Wichtige Teile der revolutionären Linken wollten nicht abseits stehen und Teil dieser Dynamik werden. «Angesichts der Herausforderungen der Situation erscheinen diese Organisationen [revolutionäre Organisationen, die nicht Teil der NFP waren] als marginal und sektiererisch und sind dementsprechend nutzlos für unser soziales Lager», schrieb die Nouveau Parti Anticapitaliste (NPA-l’Anticapitaliste) im Juni 2024. Sie arbeiteten in der NFP daran, dass die kollektive Erfahrung innerhalb des Bündnisses eine zukünftige Einheit in sozialen Kämpfen schaffen und so zu einem Hebel für die Veränderung der gesellschaftlichen und politischen Kräfteverhältnisse werden kann.Dank der NFP konnte bis auf weiteres verhindert werden, dass die RN bei den Wahlen im Juni und Juli 2024 an die Regierung kam. Allerdings war auch die sozialliberale Parti Socialiste (PS), die mit ihrer sozial- und neoliberalen Politik für den Aufstieg der RN mitverantwortlich war, Teil der NFP. Ob sich aus der NFP langfristig eine echte antifaschistische Einheit entwickeln kann, die dem Faschismus tatsächlich den Boden entziehen kann, ist daher ungewiss. Die Gefahr ist gross, dass sich die Parti Socialiste und andere pro-kapitalistische Organisationen durchsetzen und die NFP nicht nur dem Namen nach, sondern auch in der politischen Realität zu einer republikanischen Volksfront wird, wie es in Spanien und Frankreich in den 1930er Jahren der Fall war. In diesem Fall könnte sie einen Sieg des RN bei den Präsidentschaftswahlen 2027 nicht verhindern.

Dennoch war die Gründung der NFP wichtig, um einen Sieg des RN zu verhindern. Sie hat auch gezeigt, dass die Linke das Potenzial hat, eine echte Gegenmacht zu bilden, wenn sie sich auf eine inhaltliche Basis und eine – wenn auch kurzfristige – Taktik einigen kann. Der KPD-Vorsitzende Ernst Thälmann[3], der bis heute von neostalinistischen und maoistischen Organisationen als grosser Arbeiterführer verehrt wird, meinte noch eine Woche nach der Machtübernahme der Nazis im Februar 1933: «Das, was sich gegenwärtig in ganz Deutschland abspielt, die täglichen Demonstrationen, Zusammenstösse, Kampfhandlungen in allen Teilen des Reiches, ist der beste Ausdruck dafür, wie geladen, wie gespannt von revolutionären Energien die ganze Atmosphäre ist[4]

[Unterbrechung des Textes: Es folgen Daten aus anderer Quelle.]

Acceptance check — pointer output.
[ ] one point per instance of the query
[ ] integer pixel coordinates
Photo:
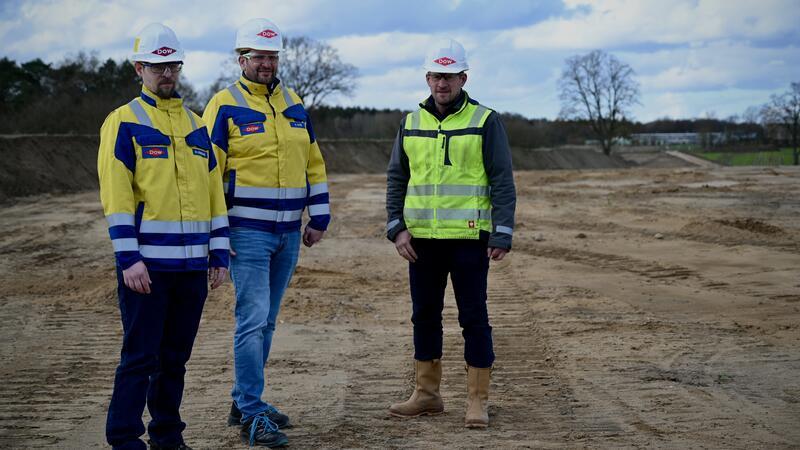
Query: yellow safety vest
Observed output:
(448, 192)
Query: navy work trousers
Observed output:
(159, 330)
(467, 264)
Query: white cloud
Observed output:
(381, 49)
(720, 65)
(202, 68)
(609, 23)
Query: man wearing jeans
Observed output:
(272, 171)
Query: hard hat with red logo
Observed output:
(155, 44)
(447, 56)
(259, 34)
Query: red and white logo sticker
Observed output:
(444, 61)
(269, 34)
(164, 51)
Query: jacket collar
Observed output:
(176, 102)
(453, 108)
(260, 89)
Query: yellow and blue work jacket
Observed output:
(272, 165)
(161, 187)
(450, 175)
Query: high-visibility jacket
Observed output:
(272, 165)
(454, 175)
(161, 187)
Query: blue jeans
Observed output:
(261, 270)
(159, 330)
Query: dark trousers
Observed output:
(468, 266)
(159, 330)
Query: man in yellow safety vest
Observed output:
(450, 203)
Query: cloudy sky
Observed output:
(692, 58)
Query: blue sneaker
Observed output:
(259, 431)
(278, 418)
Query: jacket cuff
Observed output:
(394, 227)
(126, 259)
(500, 240)
(219, 258)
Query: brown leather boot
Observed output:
(425, 400)
(477, 397)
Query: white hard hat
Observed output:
(447, 56)
(259, 34)
(155, 44)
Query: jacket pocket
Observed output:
(250, 122)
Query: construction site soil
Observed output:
(650, 306)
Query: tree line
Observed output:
(74, 96)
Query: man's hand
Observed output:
(311, 236)
(136, 278)
(403, 245)
(496, 254)
(217, 276)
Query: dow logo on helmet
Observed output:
(163, 51)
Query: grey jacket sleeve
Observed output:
(497, 163)
(397, 176)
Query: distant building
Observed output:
(714, 138)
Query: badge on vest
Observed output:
(154, 152)
(251, 128)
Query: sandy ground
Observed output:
(639, 308)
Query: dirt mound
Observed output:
(59, 164)
(31, 165)
(752, 225)
(745, 229)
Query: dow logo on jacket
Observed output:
(154, 152)
(251, 128)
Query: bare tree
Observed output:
(313, 69)
(598, 88)
(783, 112)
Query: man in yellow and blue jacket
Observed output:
(161, 190)
(450, 201)
(272, 171)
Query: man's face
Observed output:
(445, 87)
(260, 66)
(161, 79)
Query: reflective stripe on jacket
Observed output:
(272, 166)
(161, 187)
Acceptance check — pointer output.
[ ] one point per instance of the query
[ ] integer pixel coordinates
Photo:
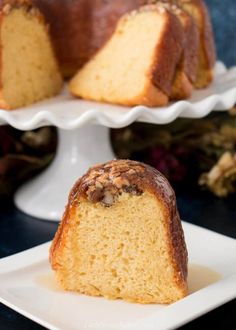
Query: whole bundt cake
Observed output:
(138, 63)
(79, 28)
(121, 236)
(29, 70)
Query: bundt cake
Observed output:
(80, 27)
(121, 236)
(186, 70)
(29, 70)
(206, 53)
(138, 63)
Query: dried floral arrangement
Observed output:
(23, 154)
(196, 153)
(189, 152)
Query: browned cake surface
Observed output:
(186, 70)
(80, 27)
(102, 191)
(138, 57)
(207, 53)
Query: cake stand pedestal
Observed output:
(44, 197)
(84, 136)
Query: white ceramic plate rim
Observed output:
(169, 317)
(66, 112)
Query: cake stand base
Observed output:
(45, 196)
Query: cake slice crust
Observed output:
(29, 70)
(121, 237)
(119, 74)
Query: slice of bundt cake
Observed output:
(121, 236)
(206, 53)
(137, 65)
(29, 70)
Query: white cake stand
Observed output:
(83, 129)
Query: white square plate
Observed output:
(27, 286)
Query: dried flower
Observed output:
(221, 179)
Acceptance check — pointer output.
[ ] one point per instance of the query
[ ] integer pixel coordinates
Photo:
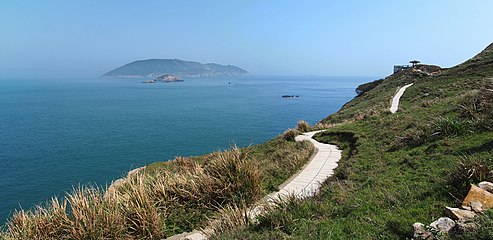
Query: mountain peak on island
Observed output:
(158, 67)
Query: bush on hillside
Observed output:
(303, 126)
(290, 134)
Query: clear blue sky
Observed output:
(87, 38)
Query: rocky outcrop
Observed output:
(478, 199)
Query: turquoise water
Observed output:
(55, 134)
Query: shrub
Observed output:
(303, 126)
(290, 134)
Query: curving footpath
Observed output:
(305, 183)
(395, 101)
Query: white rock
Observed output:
(420, 232)
(486, 186)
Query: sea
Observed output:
(57, 134)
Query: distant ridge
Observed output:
(158, 67)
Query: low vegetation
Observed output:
(165, 198)
(400, 168)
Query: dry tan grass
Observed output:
(142, 205)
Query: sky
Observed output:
(86, 38)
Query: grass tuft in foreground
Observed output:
(165, 198)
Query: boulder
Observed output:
(420, 231)
(466, 226)
(486, 186)
(459, 214)
(478, 199)
(442, 225)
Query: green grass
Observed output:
(400, 168)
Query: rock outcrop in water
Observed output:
(158, 67)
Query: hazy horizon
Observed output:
(78, 39)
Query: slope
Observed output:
(400, 168)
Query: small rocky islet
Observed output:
(166, 78)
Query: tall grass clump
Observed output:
(477, 106)
(144, 205)
(451, 126)
(470, 170)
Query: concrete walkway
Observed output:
(305, 183)
(395, 101)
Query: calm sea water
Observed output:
(55, 134)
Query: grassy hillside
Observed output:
(400, 168)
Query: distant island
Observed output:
(158, 67)
(165, 78)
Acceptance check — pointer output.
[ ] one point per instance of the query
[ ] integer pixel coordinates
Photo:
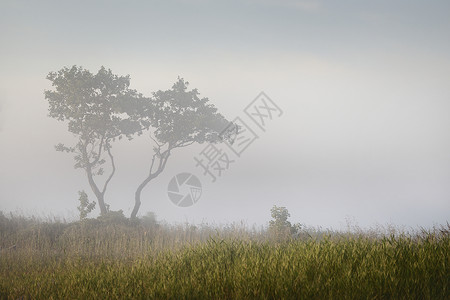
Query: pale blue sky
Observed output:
(364, 86)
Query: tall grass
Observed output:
(125, 260)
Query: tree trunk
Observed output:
(137, 197)
(98, 194)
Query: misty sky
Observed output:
(364, 86)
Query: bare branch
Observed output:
(112, 172)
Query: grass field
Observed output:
(124, 260)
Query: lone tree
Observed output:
(88, 102)
(176, 118)
(280, 225)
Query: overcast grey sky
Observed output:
(364, 86)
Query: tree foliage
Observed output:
(88, 103)
(176, 118)
(279, 225)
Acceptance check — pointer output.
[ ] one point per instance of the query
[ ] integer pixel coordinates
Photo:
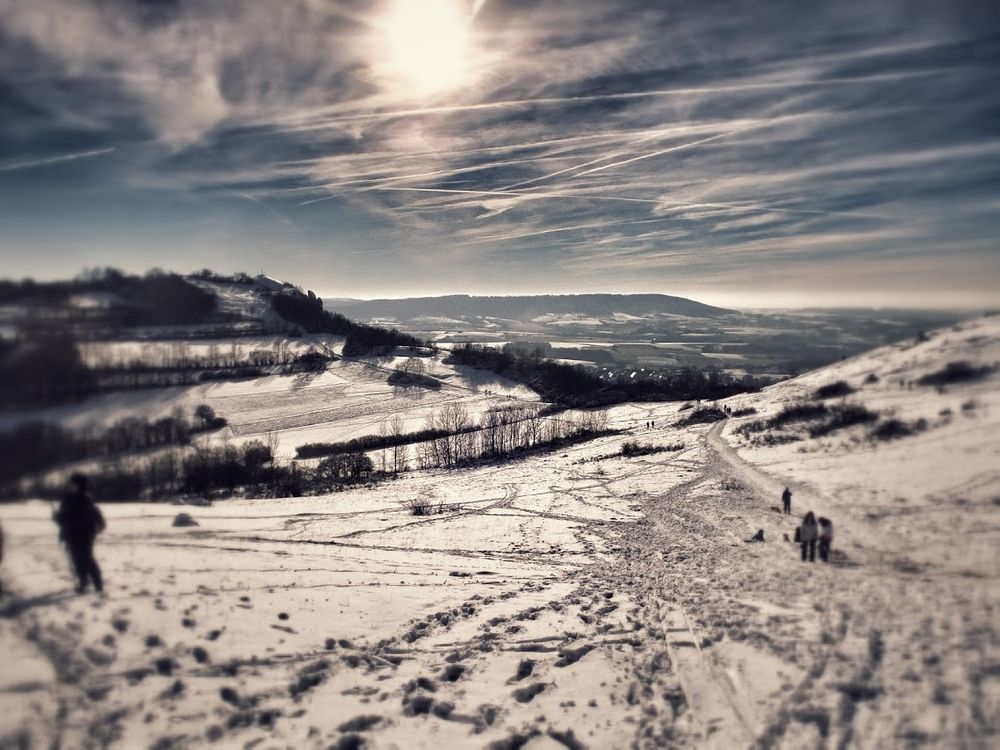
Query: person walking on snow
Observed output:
(825, 538)
(80, 521)
(808, 533)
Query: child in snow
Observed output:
(808, 532)
(825, 538)
(80, 521)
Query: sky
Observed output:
(739, 152)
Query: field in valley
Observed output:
(574, 599)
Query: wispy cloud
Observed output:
(58, 159)
(689, 140)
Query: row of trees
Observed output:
(306, 310)
(502, 432)
(36, 447)
(179, 355)
(212, 471)
(157, 298)
(580, 387)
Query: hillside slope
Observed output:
(582, 599)
(525, 307)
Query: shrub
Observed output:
(834, 390)
(420, 506)
(956, 372)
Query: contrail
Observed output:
(622, 199)
(55, 159)
(548, 101)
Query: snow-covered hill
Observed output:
(576, 599)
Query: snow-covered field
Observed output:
(577, 599)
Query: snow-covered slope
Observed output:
(577, 599)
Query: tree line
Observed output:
(37, 447)
(579, 387)
(306, 310)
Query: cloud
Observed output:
(58, 159)
(688, 138)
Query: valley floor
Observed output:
(575, 600)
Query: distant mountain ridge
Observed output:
(524, 307)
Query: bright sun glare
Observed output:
(428, 43)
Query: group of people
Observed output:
(812, 534)
(79, 521)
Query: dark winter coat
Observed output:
(809, 531)
(79, 519)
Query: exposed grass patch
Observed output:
(842, 417)
(956, 372)
(895, 429)
(837, 389)
(789, 414)
(632, 448)
(706, 415)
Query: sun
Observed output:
(428, 44)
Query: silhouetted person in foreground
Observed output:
(825, 538)
(80, 521)
(808, 533)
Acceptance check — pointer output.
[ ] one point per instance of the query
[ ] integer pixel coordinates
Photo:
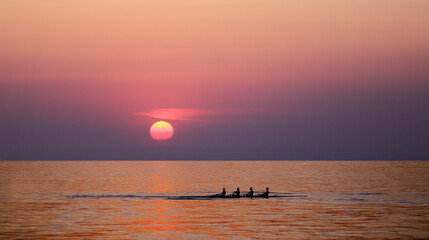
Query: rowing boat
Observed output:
(232, 197)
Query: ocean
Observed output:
(139, 200)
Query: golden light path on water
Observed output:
(359, 200)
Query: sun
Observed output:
(161, 131)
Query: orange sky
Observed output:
(205, 41)
(252, 70)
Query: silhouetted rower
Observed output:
(236, 193)
(223, 193)
(250, 194)
(265, 194)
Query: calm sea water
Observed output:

Thälmann und die KPD-Führung glaubten ernsthaft, dass die Nazis innerhalb weniger Monate abgewirtschaftet hätten und dies den Weg für die Machtübernahme der Kommunist:innen ebnen würde. Einen Monat nach der Ernennung Hitlers zum Reichskanzler durch den ehemaligen Weltkriegsgeneral und Reichspräsidenten Paul von Hindenburg war die grösste kommunistische Partei ausserhalb der UdSSR zerschlagen.

Die Faschist:innen dürfen nicht an die Macht kommen. Der beste Garant dafür ist eine linke Bewegung, die fortschrittliche Organisationen, Gewerkschaften und emanzipatorische Bewegungen in einem Bündnis vereint und das drohende Übel an seinen kapitalistischen Wurzeln packt. Es wäre unverzeihlich, die Fehler, die die kommunistische Bewegung im 20. Jahrhundert begangen hat, ein zweites Mal zu machen. Die Prinzipien der Einheitsfronttaktik können die revolutionäre Linke davor bewahren.


[1] Rudolf Breitscheid sass für die SPD im Reichstag. Nach der Machtübernahme der Nazis floh er nach Frankreich. Das nazihörige Vichy-Regime lieferte ihn 1941 an die Gestapo aus. Er wurde im KZ Buchenwald inhaftiert, wo er 1944 starb.
[2] Rote Fahne, 18.11.1931
[3] Ernst Thälmann war seit 1924 Vorsitzender und Reichtstagsabgeordneter für die KPD. Er wurde bereits am 3. März 1933 verhaftet. Nach 11 Jahren Einzelhaft in verschiedenen Gefängnissen und KZ wurde er im August 1944 auf Befehl von Adolf Hitler erschossen.
[4] Referat auf der Tagung des ZK der KPD, 7. Februar 1933.